Global Health Catalyst took swift action, barely a day after a storm erupted about its naming of Auxillia Mnangagwa an honourary ambassador for its health cases. It took down its entire web site, and replaced it with the following short statement: “A recent announcement on this website stated that Her Excellency Auxillia Mnangagwa was honorary ambassador of the Harvard Global Health Catalyst. That announcement was soon after removed for clarity. To be clear, neither Her Excellency Auxillia Mnangagwa or any other person is appointed an ambassador, honorary or otherwise of any Harvard entity. In addition, the Global Health Catalyst programme and its representatives are not authorised to speak on behalf of Harvard University or Harvard Medical School or any other institution.”

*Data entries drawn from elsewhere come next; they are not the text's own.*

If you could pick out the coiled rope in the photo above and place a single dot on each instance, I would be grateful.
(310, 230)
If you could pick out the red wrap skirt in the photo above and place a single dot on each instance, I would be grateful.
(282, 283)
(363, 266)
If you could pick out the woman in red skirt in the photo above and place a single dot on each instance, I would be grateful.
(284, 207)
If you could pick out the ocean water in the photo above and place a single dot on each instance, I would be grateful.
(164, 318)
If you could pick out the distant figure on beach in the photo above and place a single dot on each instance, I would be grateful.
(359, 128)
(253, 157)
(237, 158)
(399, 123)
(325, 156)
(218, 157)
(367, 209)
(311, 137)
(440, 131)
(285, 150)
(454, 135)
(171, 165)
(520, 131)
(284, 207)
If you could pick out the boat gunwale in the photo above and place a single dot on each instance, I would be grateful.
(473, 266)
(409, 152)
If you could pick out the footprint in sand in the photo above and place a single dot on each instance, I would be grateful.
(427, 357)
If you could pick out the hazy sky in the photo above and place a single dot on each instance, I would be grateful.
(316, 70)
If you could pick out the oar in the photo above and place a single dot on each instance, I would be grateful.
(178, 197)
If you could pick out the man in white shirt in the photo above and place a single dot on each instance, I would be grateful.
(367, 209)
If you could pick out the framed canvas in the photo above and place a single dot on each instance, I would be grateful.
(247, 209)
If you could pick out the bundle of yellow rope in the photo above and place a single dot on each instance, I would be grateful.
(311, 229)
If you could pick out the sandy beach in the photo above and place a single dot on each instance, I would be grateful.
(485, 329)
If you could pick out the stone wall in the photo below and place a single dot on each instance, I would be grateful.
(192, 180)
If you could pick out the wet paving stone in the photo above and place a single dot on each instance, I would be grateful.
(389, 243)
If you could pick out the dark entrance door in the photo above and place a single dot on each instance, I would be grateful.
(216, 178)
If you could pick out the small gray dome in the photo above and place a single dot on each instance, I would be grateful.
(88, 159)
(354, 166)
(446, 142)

At the same time, the prestigious private university in Cambridge, Massachusetts, has gone to some lengths to try to distance itself from the programme that has so readily been using its name. Ekaterina Pesheva, who does media relations at the Harvard Medical School (the real one), has written to Daily Maverick and various other news outlets that reported on the story to clarify that “the Global Health Catalyst is not affiliated with Harvard Medical School nor Harvard University”. This is despite the fact that Harvard Global Health Catalyst has been using the name of the actual university in its name.
What isn’t clear from the Global Health Catalyst’s statement, however, is whether they have actually rescinded their original announcement about Auxillia Mnangagwa’s honourary ambassadorship, or whether it was, in effect, just distancing itself from the Harvard University, but one of the signatories of the letter from the United States diplomats and lobbyists earlier this week felt that it did amount to a rescinding of the decision.
According to its web site, Global Health Catalyst is based in Boston, and is involved in “catalyzing high impact international collaborations and initiatives to eliminate global health disparities, with [the] main focus on non-communicable diseases like cancer”. It organises a number of summits too, one of which was at Harvard University earlier this year.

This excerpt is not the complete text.